Classical Guitar wrote:
He is a good player but slapping is not my idea of treating a guitar as an instrument. I just don't understand why they can not just find someone to play either light drums or bongo druns rather than treating a good guitar that way. I does not at least appeal to me. He had to first be a very good player. Thank you for sharing it and I know it is not easy to always find flying fingers and specially someone who would always appeal to everyone. I know it is not easy to do.
Thanks, CG ... I do appreciate your views and honesty. And I'm also aware that the percussive element of this style is something you don't care for. Please know that I don't choose these pieces to purposely irritate you, but I'm also not going to leave them out hoping that everyone will like every entry ebe Adding percussive elements to guitar playing is found extensively in Spanish, Flamenco, and Latin American guitar playing, as well as this more modern adaptation. Like every other musical genre, it has a widespread fan base, but certainly doesn't appeal to everyone.

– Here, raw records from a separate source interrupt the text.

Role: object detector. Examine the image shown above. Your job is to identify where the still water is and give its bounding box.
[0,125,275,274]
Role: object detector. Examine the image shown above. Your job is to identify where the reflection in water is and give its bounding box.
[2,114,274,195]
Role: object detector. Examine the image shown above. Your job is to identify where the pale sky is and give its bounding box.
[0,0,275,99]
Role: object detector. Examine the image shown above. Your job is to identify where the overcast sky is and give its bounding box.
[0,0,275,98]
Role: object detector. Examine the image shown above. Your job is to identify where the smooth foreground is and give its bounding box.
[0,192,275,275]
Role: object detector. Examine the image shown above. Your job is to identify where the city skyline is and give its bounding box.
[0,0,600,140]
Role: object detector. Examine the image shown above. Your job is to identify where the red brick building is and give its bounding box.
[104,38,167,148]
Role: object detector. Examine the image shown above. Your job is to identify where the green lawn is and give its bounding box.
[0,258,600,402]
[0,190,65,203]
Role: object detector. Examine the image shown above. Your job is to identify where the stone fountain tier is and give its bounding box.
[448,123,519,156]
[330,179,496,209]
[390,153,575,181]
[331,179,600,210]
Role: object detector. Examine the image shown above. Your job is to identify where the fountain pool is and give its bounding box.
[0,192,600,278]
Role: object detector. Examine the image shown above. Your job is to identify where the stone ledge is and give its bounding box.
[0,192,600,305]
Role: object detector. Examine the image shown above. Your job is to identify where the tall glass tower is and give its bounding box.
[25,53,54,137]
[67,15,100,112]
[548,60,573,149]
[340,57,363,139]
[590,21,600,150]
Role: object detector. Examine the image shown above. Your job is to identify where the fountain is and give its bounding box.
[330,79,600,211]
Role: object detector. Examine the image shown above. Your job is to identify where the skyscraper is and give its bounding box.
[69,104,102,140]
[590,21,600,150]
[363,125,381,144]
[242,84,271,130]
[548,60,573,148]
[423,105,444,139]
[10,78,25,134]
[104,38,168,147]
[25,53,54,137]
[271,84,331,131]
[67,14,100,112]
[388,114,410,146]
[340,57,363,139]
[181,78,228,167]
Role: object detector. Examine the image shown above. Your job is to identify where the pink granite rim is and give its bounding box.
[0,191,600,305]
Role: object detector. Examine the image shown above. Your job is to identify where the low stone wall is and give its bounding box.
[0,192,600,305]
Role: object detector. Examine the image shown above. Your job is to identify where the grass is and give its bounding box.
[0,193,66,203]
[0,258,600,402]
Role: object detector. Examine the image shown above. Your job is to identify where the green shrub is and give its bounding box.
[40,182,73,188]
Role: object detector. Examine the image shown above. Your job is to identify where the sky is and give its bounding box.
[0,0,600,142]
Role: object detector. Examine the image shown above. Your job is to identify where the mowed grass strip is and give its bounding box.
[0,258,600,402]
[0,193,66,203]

For example, I'm personally not a fan of bluegrass music. But there's no denying its popularity, or the high calibre of musicians like Tony Rice, Dave Grisman, and others in the style. In my humble opinion, personal taste is a reflection of how varied we as humans are. And as far as hiring a percussionist to accompany them, it might be said that economics could even play a role. Why share the admission fees with someone, when a percussive guitarist can keep the whole amount?